Sous la brise du vent, la pluie caresse le béton de la ville. On peut dire qu’il l’aime, cette bourgade. Drôle de nom pour un coin de cent mille habitants mais c’est comme cela, Louis a déjà vu l’enfer de la mégalopole. Il ne faut pas compter sur lui pour y retourner. Ce malouin prend sa pause, assis sur un morceau de rempart du centre. L’horizon gris semblait être écrasé par les nuages et la mer s’accrochait aux rochers verts d’algues. La haute marée envahit les plages. Cela fait longtemps que Saint-Malo n’est plus un lieu touristique. Le Thalasso transformé en alambic géant de l’autre côté de la Rance, ce court fleuve tranquille plein de vase toxique qui sépare le bourg de Dinard. Le barrage qui fait office d’usine marémotrice est bien le seul héritage encore viable du XXème siècle. On ne pense plus qu’à boire entre les heures de travail et peut-être à castagner un nez ou deux. La loi du corsaire sentait la chique de bien loin.

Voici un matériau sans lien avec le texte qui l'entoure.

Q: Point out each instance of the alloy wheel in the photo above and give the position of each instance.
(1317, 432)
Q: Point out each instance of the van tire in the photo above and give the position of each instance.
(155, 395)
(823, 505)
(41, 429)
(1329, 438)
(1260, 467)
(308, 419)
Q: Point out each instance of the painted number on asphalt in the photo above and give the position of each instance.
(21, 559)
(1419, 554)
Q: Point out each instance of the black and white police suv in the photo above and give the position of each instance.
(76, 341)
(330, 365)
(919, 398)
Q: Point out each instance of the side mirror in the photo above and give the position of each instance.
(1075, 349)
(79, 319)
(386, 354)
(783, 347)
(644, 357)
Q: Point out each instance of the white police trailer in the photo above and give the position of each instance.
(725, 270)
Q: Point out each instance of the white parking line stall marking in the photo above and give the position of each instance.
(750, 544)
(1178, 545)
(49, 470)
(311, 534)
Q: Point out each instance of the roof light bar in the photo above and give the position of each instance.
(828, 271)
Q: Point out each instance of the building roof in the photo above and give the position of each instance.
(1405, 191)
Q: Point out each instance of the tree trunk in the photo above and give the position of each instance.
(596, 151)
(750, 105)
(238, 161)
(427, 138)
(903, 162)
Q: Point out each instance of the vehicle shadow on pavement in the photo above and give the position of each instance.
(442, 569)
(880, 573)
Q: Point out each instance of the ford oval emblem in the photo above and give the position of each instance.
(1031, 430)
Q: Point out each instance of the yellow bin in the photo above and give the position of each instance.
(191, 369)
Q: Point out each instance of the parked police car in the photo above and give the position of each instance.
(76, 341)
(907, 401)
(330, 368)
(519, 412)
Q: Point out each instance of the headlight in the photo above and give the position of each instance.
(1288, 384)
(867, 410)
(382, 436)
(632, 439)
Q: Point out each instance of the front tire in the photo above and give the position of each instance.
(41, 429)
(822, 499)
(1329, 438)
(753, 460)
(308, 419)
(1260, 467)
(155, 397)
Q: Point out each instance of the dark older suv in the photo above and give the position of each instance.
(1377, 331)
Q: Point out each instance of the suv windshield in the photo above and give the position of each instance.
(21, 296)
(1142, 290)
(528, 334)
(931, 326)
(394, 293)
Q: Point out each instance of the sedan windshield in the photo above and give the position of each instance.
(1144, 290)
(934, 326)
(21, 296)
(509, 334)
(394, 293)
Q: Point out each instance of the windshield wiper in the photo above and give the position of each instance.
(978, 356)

En parlant de boulot, l’autre flâneur habite juste à côté du sien. Enfin, il y dort, car ce n’est pas à lui et l’entreprise lui fait payer en gros, en large ce qu’il gagne avec elle. Il a surement assez pour se payer de quoi manger, et si l’occasion lui vient, une petite bouteille d’alcool. Quand le temps lui permet, le bar lui ouvre les portes à l’autre bout de la rue pour un coup de cidre. La pêche est interdite depuis que les plateformes pétrolières se sont faites gelées en Arctique. Le gel a fait complètement péter la tuyauterie. Sa pauvre mer, comme il dit, n’a pas supporté, surtout pas les poissons. Comment oublier cela. Dans ses pensées lointaines, il fut réveillé par l’alarme pour bosser. Détestable est le mot, il se souvient d’un bruit similaire qu’il avait entendu dans un documentaire sur l’occupation il y a plus d’un siècle, telle l’alarme allemande, c’était ça. Louis n’avait pas à marcher longtemps dans les rues crades intra-muros. Le bâtiment était devant, tout aussi dégueulasse mais peint d’un rouge. On dit que les chinois adorent cette couleur. C’est d’ailleurs eux qui donnent le travail dans le pays.
L’homme rentra sans bruit avec ses collègues à l’appel. Ils sont tout vêtus d’un vêtement identique et d’une puanteur remarquable. Ici, on y fabrique de tout dans la filière de la vaisselle. Assiettes, couverts, verres et même des boîtes à gâteaux. Louis Leroy imprime toutes ces boîtes et les étiquettes de vente. En mandarin bien-sûr, mais il préfère dire le chinois, sinon cela lui fait plus penser à mandarine. Il y a un bon bout de temps qu’il en a vu et ça le rend plus triste qu’autre chose. Le seul fruit qu’il consomme est de la pomme en cidre. On ne sait même pas si c’est vraiment naturel, ce qu’ils font.